Description
Introduction: Catalase is a common enzyme found in nearly all living organisms that are exposed to oxygen, where it catalyzes the decomposition of hydrogen peroxide to water and oxygen. Catalase has one of the highest turnover numbers of all enzymes; one catalase molecule can convert 40 million molecules of hydrogen peroxide to water and oxygen each second.

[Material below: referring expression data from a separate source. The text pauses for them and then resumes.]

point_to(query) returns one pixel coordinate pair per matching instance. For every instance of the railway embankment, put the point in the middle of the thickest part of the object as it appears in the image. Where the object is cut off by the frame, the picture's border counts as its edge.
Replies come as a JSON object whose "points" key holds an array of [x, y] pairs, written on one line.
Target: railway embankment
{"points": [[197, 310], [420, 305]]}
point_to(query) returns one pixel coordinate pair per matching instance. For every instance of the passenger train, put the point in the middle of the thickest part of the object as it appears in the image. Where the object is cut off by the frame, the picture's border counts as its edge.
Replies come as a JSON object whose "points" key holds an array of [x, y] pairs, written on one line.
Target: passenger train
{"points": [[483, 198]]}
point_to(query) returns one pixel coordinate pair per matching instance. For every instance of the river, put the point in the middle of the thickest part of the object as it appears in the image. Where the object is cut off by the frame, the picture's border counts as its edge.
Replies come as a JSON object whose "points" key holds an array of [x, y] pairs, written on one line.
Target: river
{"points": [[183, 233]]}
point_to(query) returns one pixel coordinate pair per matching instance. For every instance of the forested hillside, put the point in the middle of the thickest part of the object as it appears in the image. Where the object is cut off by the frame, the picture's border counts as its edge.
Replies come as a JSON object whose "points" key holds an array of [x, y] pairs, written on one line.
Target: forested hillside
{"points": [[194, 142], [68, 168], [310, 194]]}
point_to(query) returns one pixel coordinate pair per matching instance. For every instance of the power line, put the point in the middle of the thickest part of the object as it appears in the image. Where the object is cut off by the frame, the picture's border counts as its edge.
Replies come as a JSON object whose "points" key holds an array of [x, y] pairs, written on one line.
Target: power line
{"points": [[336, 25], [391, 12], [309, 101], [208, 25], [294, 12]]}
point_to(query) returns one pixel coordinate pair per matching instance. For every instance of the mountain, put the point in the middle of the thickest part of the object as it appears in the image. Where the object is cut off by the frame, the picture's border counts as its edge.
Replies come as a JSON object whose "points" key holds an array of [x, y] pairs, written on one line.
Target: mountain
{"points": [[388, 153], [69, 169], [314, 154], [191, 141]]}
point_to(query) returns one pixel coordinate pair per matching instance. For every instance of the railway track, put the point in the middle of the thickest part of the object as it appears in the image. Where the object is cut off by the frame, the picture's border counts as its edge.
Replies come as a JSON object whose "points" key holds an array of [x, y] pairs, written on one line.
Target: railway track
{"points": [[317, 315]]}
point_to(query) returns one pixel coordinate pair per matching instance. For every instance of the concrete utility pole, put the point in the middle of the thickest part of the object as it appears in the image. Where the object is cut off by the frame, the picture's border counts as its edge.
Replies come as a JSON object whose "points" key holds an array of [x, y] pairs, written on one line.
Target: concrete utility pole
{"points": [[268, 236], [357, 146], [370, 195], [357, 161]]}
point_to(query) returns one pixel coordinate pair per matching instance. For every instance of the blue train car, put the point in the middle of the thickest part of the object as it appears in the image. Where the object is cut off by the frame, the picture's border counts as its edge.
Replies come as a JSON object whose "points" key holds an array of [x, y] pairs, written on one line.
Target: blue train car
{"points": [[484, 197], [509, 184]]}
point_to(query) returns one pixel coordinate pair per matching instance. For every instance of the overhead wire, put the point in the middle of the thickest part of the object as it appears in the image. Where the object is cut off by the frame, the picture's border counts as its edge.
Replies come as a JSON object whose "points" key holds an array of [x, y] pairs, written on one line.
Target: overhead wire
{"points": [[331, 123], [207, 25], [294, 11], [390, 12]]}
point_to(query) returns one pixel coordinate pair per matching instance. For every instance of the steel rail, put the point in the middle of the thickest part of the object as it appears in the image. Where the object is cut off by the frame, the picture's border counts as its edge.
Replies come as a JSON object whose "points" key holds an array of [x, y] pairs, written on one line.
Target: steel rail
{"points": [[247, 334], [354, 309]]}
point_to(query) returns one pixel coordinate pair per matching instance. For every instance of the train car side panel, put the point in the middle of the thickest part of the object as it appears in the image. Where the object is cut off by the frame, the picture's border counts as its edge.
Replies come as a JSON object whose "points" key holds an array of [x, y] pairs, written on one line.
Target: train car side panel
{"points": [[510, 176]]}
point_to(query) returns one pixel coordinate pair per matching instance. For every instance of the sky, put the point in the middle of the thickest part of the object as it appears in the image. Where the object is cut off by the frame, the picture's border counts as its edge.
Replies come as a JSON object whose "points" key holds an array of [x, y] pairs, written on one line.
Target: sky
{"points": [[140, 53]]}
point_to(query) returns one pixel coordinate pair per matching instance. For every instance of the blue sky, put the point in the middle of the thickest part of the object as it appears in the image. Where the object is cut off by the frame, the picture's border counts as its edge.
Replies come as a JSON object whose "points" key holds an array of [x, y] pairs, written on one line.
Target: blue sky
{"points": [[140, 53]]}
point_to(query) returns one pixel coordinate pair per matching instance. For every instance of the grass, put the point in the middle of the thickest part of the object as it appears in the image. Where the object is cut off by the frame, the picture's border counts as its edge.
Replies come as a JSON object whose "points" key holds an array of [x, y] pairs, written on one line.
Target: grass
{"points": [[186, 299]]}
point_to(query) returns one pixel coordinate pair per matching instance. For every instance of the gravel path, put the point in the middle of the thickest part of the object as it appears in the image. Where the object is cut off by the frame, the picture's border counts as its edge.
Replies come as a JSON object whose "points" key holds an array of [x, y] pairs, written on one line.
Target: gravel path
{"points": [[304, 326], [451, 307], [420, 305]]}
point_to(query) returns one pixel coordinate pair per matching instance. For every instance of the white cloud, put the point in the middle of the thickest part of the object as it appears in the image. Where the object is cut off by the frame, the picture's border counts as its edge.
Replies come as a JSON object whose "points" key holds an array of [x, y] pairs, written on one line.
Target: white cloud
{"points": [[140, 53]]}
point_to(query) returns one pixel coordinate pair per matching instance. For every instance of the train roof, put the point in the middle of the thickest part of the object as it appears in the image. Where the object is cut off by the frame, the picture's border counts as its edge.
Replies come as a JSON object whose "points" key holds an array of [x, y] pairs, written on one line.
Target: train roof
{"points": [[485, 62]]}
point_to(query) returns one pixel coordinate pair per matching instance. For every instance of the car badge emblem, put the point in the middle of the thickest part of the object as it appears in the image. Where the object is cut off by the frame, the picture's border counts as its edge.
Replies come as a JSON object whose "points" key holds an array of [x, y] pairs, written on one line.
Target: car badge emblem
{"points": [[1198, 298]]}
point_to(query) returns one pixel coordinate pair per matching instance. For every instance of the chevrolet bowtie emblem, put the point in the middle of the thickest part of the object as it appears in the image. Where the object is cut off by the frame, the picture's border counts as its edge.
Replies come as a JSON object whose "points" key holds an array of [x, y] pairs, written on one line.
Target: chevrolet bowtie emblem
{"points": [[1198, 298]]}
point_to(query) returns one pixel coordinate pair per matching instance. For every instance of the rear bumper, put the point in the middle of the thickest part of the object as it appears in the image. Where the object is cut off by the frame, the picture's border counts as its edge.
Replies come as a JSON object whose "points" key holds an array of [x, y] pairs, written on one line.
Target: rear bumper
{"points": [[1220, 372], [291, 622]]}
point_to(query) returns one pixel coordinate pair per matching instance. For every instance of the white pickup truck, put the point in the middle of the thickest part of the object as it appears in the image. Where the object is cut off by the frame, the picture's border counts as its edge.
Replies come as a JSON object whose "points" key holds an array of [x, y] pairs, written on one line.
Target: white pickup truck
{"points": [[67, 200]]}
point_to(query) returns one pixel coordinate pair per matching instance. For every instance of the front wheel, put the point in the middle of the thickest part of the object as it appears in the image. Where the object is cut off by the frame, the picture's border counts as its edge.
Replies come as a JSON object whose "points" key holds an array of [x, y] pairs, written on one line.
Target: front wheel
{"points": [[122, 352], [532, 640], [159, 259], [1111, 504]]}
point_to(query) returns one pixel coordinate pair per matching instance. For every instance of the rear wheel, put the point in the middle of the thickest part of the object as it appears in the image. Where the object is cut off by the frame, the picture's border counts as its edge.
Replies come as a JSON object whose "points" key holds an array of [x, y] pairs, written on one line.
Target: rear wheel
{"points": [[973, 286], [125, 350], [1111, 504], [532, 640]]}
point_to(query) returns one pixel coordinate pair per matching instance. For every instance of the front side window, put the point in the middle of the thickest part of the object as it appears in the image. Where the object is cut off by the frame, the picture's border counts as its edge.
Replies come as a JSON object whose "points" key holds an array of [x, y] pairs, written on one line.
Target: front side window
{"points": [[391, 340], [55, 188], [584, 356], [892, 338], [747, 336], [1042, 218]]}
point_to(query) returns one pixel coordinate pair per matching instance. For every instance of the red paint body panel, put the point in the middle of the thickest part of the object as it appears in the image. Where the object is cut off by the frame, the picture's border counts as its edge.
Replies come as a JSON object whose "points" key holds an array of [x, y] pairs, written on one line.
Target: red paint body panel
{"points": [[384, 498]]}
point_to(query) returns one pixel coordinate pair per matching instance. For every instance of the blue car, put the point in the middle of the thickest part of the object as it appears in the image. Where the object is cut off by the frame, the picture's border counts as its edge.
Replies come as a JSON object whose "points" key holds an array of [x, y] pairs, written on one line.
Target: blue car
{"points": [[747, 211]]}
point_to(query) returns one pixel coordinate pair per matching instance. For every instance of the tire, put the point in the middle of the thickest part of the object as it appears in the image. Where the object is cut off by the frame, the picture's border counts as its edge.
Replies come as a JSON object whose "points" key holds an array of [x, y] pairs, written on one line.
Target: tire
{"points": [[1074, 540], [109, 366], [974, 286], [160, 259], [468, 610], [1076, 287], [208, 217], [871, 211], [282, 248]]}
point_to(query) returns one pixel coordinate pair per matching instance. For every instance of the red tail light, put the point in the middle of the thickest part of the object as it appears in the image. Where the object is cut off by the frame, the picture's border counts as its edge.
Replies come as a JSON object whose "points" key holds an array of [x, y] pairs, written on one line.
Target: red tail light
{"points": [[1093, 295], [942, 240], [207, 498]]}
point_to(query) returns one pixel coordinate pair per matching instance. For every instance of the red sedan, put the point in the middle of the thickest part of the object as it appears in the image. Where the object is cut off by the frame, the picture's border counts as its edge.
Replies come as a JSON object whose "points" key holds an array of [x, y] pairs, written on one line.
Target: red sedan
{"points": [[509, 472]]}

Catalase is a tetramer of four polypeptide chains, each over 500 amino acids long. It contains four porphyrin heme (iron) groups that allow the enzyme to react with the hydrogen peroxide. The optimum pH for catalase is approximately 7, and has a fairly broad maximum (the rate of reaction does not change appreciably at pHs between 6.8 and 7.5). The pH optimum for other catalases varies between 4 and 11 depending on the species. The optimum temperature also varies by species.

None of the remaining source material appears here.